Find Your Way
June 08, 2002
Marshfield to Golden City

Today's Miles = 85.3
Average Speed = 10.7 mph
Maximum Speed = 37.1 mph
Total Miles = 1681.6

My decision to take the day off yesterday wasn't without consequence. I had a mail stop planned for Friday in the nearby town of Ash Grove but I had just taken Friday off. This meant that if I didn't want to have to hang around idly for two days until Monday I had to pick my mail up on Saturday. The only problem with this was that the Post Office in Ash Grove closed at 11:00 and was a five-hour ride away.

I got up a little after 4:30 in the morning and was on the road by 5:00. I had never intended to do any riding on this trip in the dark, but the predawn traffic was extremely light and my tail lamp and reflectors made me quite visible to cars overtaking me from behind. I rode through the dawn, stopping only once in the morning for a quick breakfast at a service station. Around 10:15 I made it to Ash Grove and my mail.

With such an early start on the day I had pumped out fifty miles before lunchtime and it was too early to call the day over. The town of Golden City was another thirty miles down the road and seemed like a good goal for the day, so I once again started heading west.

I had thought that I was done with hills for awhile, but that wasn't to be. Westernmost Missouri had a surprising frequency and intensity of hills that didn't even show up as wiggles in the road on my map. Although they were nothing in comparison to what was behind me, they did wear me down as I finished what would be my highest mileage day to date.

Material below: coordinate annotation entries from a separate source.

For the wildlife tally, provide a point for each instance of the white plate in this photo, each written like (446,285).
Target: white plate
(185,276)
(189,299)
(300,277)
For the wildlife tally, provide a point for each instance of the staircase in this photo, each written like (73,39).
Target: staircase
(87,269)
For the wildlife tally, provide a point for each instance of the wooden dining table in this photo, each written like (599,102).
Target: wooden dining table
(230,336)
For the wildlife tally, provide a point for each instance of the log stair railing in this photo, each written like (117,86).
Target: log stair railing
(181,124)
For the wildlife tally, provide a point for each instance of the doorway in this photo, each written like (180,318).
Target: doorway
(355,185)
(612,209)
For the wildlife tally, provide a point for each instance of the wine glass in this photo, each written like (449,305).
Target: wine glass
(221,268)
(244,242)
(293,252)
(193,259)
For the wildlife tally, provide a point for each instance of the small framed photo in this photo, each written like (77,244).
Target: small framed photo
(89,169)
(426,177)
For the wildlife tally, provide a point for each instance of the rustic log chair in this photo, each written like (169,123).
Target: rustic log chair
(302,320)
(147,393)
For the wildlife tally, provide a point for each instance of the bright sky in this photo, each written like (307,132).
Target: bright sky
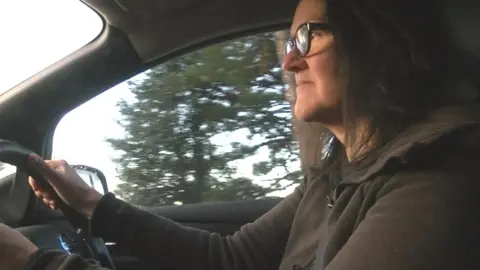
(45,32)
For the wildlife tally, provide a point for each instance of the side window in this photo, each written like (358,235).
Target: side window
(6,170)
(211,125)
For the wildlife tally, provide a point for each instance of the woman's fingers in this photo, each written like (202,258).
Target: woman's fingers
(44,196)
(45,168)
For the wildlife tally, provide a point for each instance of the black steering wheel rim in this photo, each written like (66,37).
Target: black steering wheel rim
(18,155)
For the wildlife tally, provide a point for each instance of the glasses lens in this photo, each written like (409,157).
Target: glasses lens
(289,46)
(302,39)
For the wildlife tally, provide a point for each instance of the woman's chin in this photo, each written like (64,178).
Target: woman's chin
(318,114)
(305,115)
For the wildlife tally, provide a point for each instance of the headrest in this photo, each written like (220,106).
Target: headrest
(462,18)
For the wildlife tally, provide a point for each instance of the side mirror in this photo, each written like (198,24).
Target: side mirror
(93,177)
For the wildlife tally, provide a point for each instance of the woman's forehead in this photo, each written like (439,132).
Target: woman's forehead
(308,10)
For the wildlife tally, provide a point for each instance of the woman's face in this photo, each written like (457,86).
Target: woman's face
(317,74)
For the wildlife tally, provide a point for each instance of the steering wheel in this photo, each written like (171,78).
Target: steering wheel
(17,155)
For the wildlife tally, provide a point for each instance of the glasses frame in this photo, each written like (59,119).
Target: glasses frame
(310,26)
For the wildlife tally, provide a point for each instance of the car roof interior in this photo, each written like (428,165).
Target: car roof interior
(140,34)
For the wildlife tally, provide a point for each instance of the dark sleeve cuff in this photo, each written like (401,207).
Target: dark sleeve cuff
(44,258)
(104,214)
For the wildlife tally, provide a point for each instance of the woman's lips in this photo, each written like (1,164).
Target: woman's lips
(302,83)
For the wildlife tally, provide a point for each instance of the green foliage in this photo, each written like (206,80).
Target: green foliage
(172,151)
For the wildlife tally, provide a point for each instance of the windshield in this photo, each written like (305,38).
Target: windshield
(36,34)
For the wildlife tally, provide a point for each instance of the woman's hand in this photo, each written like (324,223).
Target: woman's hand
(67,183)
(15,249)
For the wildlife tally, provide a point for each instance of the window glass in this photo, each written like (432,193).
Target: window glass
(211,125)
(36,34)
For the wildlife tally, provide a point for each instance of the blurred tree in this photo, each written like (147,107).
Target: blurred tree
(185,110)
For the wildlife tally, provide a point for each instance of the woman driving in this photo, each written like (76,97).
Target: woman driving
(395,188)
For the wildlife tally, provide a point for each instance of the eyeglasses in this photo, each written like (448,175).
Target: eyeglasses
(302,40)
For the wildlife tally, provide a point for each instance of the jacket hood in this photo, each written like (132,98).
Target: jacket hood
(434,126)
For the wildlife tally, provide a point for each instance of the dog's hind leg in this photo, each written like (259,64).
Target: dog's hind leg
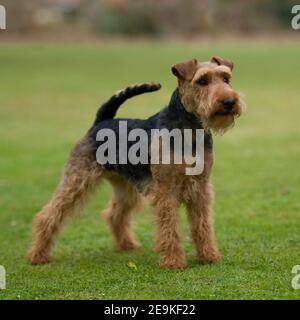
(81,175)
(120,211)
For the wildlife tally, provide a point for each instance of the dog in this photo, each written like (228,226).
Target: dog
(204,99)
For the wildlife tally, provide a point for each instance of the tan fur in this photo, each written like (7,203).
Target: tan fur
(205,102)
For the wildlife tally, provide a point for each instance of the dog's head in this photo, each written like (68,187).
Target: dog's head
(206,92)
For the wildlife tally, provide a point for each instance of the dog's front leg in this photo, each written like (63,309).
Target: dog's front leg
(200,212)
(168,235)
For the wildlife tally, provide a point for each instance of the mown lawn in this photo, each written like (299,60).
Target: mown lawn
(48,97)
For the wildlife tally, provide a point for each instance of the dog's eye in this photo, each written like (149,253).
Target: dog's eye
(202,82)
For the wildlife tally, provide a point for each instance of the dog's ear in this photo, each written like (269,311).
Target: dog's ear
(219,61)
(185,70)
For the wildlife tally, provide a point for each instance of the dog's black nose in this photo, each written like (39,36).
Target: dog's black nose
(228,104)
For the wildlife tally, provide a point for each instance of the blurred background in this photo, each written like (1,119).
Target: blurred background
(151,18)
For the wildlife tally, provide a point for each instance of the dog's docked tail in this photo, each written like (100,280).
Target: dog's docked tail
(109,109)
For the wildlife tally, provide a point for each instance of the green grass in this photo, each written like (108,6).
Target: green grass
(48,98)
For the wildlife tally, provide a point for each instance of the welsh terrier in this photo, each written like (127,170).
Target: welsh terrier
(204,99)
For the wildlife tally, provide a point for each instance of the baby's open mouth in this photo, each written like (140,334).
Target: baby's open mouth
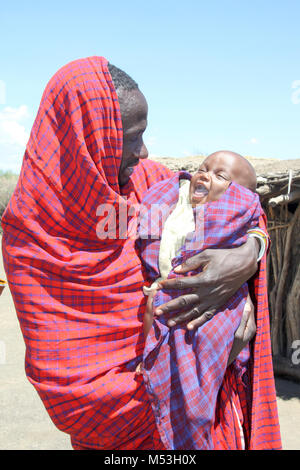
(199,192)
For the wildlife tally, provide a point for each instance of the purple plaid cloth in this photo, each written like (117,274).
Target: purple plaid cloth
(184,370)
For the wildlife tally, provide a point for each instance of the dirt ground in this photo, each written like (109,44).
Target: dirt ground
(25,424)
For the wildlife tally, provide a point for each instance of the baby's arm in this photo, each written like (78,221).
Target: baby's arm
(148,315)
(245,331)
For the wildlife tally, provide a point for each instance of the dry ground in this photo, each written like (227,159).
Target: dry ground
(25,425)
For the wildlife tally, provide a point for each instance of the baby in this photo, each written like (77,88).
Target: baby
(209,183)
(183,369)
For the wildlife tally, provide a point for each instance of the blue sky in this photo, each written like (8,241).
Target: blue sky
(216,74)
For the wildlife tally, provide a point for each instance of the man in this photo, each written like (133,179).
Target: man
(79,297)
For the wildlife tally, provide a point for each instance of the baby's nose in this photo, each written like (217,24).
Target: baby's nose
(205,175)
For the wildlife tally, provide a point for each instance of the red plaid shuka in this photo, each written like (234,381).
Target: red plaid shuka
(199,403)
(79,299)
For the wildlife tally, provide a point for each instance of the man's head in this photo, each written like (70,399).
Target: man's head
(216,173)
(134,110)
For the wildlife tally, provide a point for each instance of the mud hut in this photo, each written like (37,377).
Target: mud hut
(280,196)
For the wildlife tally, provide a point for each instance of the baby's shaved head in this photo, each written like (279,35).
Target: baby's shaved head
(241,169)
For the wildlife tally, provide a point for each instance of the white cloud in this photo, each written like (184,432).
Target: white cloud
(13,136)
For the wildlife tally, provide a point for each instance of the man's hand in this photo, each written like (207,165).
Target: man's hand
(245,331)
(224,272)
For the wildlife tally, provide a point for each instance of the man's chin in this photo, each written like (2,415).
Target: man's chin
(124,177)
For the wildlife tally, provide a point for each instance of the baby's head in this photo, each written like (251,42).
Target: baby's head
(216,173)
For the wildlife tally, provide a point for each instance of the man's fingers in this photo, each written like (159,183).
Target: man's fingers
(197,322)
(194,317)
(180,283)
(182,303)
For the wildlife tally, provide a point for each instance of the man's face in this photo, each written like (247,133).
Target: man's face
(134,110)
(212,178)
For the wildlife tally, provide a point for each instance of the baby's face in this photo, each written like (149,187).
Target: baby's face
(213,178)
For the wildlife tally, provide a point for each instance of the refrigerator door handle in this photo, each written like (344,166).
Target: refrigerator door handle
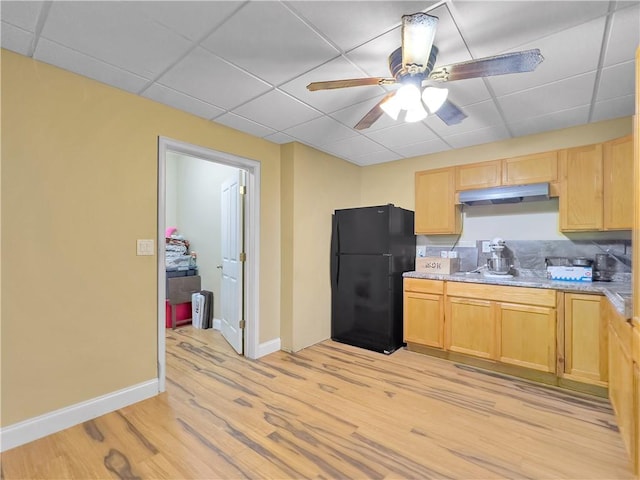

Cooky's Cafe in Golden City is a well-established stop for cyclists passing through and I stopped there for dinner and to read their cyclist's logbook. The book had a handful of good tips for the miles ahead and I saw the names of some of the people I had recently met as they had signed in as they filed through over the past few days. Since Golden City lies just outside the reach of the Ozarks, the overwhelming theme of the logbook was westbounders congratulating themselves on finishing the worst, and eastbounders mustering courage for what lay ahead.